He meets Hovik just before the piston lift to the next level. The ship’s master looks unsteady – she has a gash on her forehead and her hair has come undone from its bun.
‘What happened?’ Dragan asks.
He towers over her. Hovik was once taller, but she is diminishing now, fattening, being crushed into a ball by her plagues. When she breathes it is with a wheeze, and her cheeks are mottled red.
‘I think…’ she begins, then reaches for a bulkhead for support. ‘I think the warp drives.’
Dragan hesitates. ‘Ignited?’
‘Not fully. And I do not know why yet.’ She swallows, and a pop of yellow liquid marks the corner of her mouth. ‘Maybe not the warp drives.’

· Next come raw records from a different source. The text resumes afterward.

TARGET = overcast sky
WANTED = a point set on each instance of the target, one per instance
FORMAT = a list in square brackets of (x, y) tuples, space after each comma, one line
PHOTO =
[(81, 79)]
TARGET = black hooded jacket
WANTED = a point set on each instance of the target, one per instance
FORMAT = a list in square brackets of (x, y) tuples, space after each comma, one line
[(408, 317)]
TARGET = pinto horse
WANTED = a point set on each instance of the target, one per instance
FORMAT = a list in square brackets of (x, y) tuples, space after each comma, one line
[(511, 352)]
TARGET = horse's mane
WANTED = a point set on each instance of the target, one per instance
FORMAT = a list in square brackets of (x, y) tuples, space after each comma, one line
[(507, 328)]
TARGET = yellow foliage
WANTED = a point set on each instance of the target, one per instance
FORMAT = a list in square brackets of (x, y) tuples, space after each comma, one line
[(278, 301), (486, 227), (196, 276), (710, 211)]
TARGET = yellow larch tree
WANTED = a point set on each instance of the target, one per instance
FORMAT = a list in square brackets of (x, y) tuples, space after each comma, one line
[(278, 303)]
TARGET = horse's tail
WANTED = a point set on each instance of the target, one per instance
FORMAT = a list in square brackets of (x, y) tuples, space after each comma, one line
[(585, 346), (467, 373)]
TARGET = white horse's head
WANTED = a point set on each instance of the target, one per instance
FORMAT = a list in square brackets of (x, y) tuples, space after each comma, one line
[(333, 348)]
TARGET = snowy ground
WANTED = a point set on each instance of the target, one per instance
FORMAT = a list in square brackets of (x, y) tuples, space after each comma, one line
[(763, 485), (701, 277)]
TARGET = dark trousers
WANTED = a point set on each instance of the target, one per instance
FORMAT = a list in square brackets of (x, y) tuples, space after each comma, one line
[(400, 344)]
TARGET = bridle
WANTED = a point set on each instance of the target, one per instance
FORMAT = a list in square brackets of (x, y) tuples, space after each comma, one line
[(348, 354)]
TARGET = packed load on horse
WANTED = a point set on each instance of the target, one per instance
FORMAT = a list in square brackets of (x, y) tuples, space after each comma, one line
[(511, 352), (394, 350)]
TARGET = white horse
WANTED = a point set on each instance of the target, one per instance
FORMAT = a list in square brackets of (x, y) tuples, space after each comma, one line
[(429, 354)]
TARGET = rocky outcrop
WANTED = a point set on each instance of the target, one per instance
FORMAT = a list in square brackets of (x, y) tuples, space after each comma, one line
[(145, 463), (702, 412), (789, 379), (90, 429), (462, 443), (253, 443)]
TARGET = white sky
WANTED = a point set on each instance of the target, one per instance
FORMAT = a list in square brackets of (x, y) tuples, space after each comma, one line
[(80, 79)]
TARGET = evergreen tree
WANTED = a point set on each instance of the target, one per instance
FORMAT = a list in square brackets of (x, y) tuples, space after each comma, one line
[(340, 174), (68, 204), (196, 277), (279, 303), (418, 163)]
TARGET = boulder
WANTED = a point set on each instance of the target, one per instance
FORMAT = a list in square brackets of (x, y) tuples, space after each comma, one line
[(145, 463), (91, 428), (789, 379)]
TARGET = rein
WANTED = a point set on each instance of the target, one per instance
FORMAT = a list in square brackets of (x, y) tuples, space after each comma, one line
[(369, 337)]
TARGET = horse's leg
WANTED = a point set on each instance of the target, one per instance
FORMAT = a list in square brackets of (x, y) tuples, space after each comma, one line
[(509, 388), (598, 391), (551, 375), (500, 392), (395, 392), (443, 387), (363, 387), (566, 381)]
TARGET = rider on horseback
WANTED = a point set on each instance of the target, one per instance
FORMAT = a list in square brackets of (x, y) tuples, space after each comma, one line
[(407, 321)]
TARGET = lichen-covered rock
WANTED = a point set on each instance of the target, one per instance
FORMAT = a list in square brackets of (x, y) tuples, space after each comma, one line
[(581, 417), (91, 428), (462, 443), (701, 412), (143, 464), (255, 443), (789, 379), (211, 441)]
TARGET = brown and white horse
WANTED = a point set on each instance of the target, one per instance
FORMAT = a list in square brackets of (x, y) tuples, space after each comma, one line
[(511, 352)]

She is not focusing well. Dragan looks beyond her, up into the lift shaft, from where more thunks of bulky equipment are coming. ‘A mess,’ he spits. ‘Where is the siegemaster?’
‘I do not know.’
‘He’s not on the bridge?’
‘The bridge is a wreck, lord.’
And then he has a brief flicker of concern. Vorx might have died. He might have been crushed by something, destroyed by a hand other than Dragan’s own. He moves towards the elevator entrance, going faster now, ignoring Hovik as she gradually squats down on the deck, retching.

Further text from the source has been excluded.